An old post by Nick Halloway at sci.math:

Someone mentioned to that an analog of FLT is true in $\mathbb{C}[x]$ as well, i.e. there are no relatively prime [non-constant] polynomials $a(x)$, $b(x)$ and $c(x)$ in $\mathbb{C}[x]$ with

$a^n + b^n = c^n$ for $n>2$.

This is true. You can show it by adapting the false proof of FLT.

It’s only necessary to show it for $n$ an odd prime and for $n = 4$. The proof is similar for $n = 4$ to $n$ an odd prime, so I will just show it for odd primes.

Proof by induction on the sum of the degrees of $a(x)$ and $b(x)$.

Suppose the sum of the degrees is $2$. Then $a^p + b^p$ factors as

$(a+b)(a+\rho b)\cdots (a+\rho^{p-1}b)$,

where $\rho$ is a primitive $p$‘th root of unity. These factors are all relatively prime polynomials of degree $1$. But $c^p$ has repeated factors. So it won’t work for this case.

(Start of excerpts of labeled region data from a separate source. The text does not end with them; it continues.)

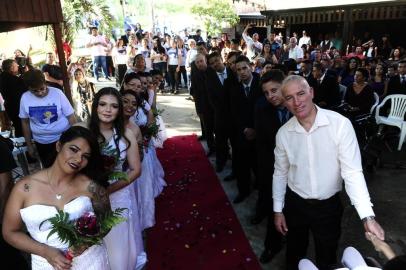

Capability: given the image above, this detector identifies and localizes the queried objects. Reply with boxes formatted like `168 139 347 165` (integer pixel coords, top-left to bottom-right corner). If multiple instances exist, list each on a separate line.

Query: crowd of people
0 35 166 270
0 22 406 270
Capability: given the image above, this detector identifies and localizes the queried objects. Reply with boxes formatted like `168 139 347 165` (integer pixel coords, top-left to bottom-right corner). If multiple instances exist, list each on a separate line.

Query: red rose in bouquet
40 208 127 260
75 212 100 237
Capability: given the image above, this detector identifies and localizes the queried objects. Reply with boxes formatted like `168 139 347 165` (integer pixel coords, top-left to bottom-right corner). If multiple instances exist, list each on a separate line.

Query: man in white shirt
242 24 263 62
289 37 303 64
299 30 312 49
86 27 111 81
273 75 384 270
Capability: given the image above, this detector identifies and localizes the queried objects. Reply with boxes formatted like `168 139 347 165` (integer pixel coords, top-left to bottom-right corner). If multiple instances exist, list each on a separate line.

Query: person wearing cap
86 27 111 81
121 28 131 46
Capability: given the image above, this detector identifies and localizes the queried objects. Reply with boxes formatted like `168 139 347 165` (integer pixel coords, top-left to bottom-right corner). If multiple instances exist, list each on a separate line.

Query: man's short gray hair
281 75 310 93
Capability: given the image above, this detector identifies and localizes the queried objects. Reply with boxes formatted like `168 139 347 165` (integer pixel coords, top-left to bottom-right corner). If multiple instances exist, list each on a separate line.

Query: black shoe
223 173 235 182
259 249 280 263
216 164 224 172
233 193 248 204
206 149 216 157
250 214 265 225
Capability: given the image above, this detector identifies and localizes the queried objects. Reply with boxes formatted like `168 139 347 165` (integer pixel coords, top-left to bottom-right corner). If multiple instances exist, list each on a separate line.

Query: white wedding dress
102 132 138 270
131 101 166 229
20 196 110 270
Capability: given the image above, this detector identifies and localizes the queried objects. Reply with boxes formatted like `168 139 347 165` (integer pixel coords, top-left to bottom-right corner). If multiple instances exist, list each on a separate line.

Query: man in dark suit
309 63 341 109
121 28 131 46
207 52 232 172
190 53 215 156
255 69 291 263
299 60 316 85
226 55 262 203
387 60 406 95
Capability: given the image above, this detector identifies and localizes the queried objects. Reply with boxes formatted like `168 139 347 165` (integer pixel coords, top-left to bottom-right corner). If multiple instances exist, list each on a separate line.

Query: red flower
75 212 100 236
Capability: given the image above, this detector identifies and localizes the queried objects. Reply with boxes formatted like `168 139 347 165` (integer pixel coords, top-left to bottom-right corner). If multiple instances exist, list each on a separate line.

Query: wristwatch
362 216 375 222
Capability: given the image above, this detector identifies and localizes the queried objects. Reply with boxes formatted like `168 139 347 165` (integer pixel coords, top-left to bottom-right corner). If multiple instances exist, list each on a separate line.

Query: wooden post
52 23 73 104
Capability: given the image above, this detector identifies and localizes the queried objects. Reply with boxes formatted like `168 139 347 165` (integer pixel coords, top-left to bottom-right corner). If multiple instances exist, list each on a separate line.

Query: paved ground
14 81 406 270
158 90 406 270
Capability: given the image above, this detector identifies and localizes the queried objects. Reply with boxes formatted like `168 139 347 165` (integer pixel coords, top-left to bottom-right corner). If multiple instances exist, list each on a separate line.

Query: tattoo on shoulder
24 183 31 192
87 181 110 214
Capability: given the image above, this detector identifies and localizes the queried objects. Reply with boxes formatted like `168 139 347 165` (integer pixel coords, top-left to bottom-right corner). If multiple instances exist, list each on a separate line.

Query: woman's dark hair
1 59 16 72
89 87 131 160
120 72 141 93
59 126 108 187
22 69 45 88
152 37 166 54
133 54 146 69
356 68 369 81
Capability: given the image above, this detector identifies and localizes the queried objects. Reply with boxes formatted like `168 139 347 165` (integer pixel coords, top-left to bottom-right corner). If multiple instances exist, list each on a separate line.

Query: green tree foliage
62 0 117 43
191 0 240 35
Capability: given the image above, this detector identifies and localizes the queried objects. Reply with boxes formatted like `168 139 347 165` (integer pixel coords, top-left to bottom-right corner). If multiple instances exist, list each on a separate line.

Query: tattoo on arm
87 181 111 214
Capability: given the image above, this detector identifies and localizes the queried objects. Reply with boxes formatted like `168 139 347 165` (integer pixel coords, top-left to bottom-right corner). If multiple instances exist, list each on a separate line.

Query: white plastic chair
339 84 347 104
370 92 379 114
375 95 406 151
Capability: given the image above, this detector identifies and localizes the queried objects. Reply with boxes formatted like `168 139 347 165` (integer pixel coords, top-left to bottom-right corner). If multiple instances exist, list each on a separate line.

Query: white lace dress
131 103 166 229
102 135 142 270
20 196 110 270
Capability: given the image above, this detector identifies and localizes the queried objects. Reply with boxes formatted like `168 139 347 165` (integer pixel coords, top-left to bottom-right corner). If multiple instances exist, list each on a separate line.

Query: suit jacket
207 68 234 118
312 74 341 109
387 75 406 96
254 96 282 175
190 66 213 114
225 73 263 135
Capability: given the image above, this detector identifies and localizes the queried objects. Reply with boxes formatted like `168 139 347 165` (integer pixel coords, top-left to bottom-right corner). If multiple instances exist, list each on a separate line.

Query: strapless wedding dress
20 196 110 270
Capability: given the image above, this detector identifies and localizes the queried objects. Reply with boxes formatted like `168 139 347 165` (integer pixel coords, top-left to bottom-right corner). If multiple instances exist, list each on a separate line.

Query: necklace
47 169 67 201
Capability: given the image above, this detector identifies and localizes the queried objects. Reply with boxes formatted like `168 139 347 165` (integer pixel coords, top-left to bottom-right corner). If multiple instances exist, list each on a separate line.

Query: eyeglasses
30 85 48 94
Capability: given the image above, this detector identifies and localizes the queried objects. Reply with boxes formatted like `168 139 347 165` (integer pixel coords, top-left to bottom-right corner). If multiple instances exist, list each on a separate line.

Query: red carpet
147 136 261 270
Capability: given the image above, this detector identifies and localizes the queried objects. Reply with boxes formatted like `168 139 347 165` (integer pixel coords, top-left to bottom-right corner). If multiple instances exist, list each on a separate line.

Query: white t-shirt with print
167 48 179 66
19 86 74 144
89 35 107 56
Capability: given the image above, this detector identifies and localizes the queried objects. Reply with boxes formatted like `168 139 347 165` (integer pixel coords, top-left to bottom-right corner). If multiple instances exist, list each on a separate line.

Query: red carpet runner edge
147 135 261 270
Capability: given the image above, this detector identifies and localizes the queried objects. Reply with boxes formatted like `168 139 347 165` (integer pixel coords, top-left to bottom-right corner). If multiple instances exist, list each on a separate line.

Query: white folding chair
375 95 406 151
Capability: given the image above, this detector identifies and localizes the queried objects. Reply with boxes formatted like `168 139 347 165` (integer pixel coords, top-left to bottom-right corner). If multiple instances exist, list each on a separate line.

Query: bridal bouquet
140 121 159 149
40 208 126 260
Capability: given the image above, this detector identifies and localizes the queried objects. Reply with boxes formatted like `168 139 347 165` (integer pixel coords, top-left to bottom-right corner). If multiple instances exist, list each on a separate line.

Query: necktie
217 72 224 84
244 86 250 97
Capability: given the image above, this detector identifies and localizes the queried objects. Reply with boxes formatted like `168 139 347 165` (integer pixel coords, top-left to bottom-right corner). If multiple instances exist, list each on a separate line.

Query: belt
286 187 340 205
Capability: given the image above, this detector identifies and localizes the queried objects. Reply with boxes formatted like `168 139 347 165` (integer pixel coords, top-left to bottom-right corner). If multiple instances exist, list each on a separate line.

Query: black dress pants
284 188 343 270
214 115 229 166
200 111 216 151
233 135 257 196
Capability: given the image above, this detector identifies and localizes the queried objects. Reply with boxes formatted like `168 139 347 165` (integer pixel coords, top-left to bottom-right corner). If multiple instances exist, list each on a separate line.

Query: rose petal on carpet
147 135 261 270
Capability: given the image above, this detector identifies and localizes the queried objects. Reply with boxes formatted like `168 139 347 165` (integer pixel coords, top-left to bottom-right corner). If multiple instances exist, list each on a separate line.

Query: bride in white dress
84 87 141 270
3 127 110 270
122 73 166 230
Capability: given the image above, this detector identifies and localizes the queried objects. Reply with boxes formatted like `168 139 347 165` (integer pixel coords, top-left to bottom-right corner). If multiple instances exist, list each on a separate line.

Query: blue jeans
93 55 109 79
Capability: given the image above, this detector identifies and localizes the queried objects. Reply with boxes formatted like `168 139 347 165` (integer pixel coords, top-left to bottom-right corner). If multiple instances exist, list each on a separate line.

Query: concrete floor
158 90 406 270
17 85 406 270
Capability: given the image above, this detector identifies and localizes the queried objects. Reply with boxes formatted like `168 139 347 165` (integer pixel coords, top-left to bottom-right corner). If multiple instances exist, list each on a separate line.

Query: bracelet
362 216 375 222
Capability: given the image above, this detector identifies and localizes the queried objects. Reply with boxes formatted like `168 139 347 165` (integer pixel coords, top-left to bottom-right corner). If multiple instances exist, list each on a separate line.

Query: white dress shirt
273 106 374 219
216 68 227 85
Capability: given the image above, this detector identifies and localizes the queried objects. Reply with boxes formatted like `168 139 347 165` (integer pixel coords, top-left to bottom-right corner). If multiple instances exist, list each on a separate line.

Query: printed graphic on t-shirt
141 51 151 58
28 105 58 124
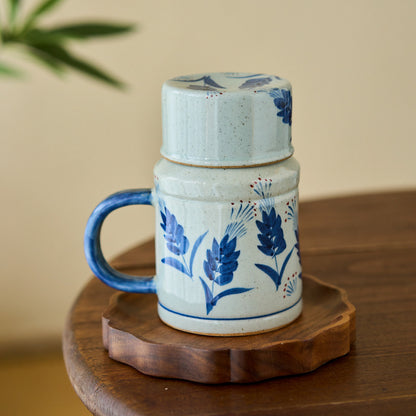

Now assume the sum of the degrees is $m$. Again factor $a^p + b^p$ as

$(a+b)(a+\rho b)\cdots (a+\rho^{p-1}b).$

These factors are relatively prime. But $c^p$ has factors with multiplicity divisible by $p$. So each factor $a+\rho^ib$ must be a $p$‘th power. So we have

$a+b = d^p$,
$a+\rho b= e^p$,
$a+\rho^2 b = f^p$

So $b = (e^p - d^p)/ (\rho -1)$, and

$a = (e^p - \rho d^p) / (1-\rho)$

So $f^p = e^p (\rho+1) - \rho d^p$

Since neither $\rho +1$ nor $-\rho$ are 0, and $d(x)$ and $e(x)$ are relatively prime, this violates the induction hypothesis.

This also shows it for polynomials in $\mathbb{Z}[x]$, since polynomials that are relatively prime in $\mathbb{Z}[x]$ are also relatively prime in $\mathbb{C}[x]$.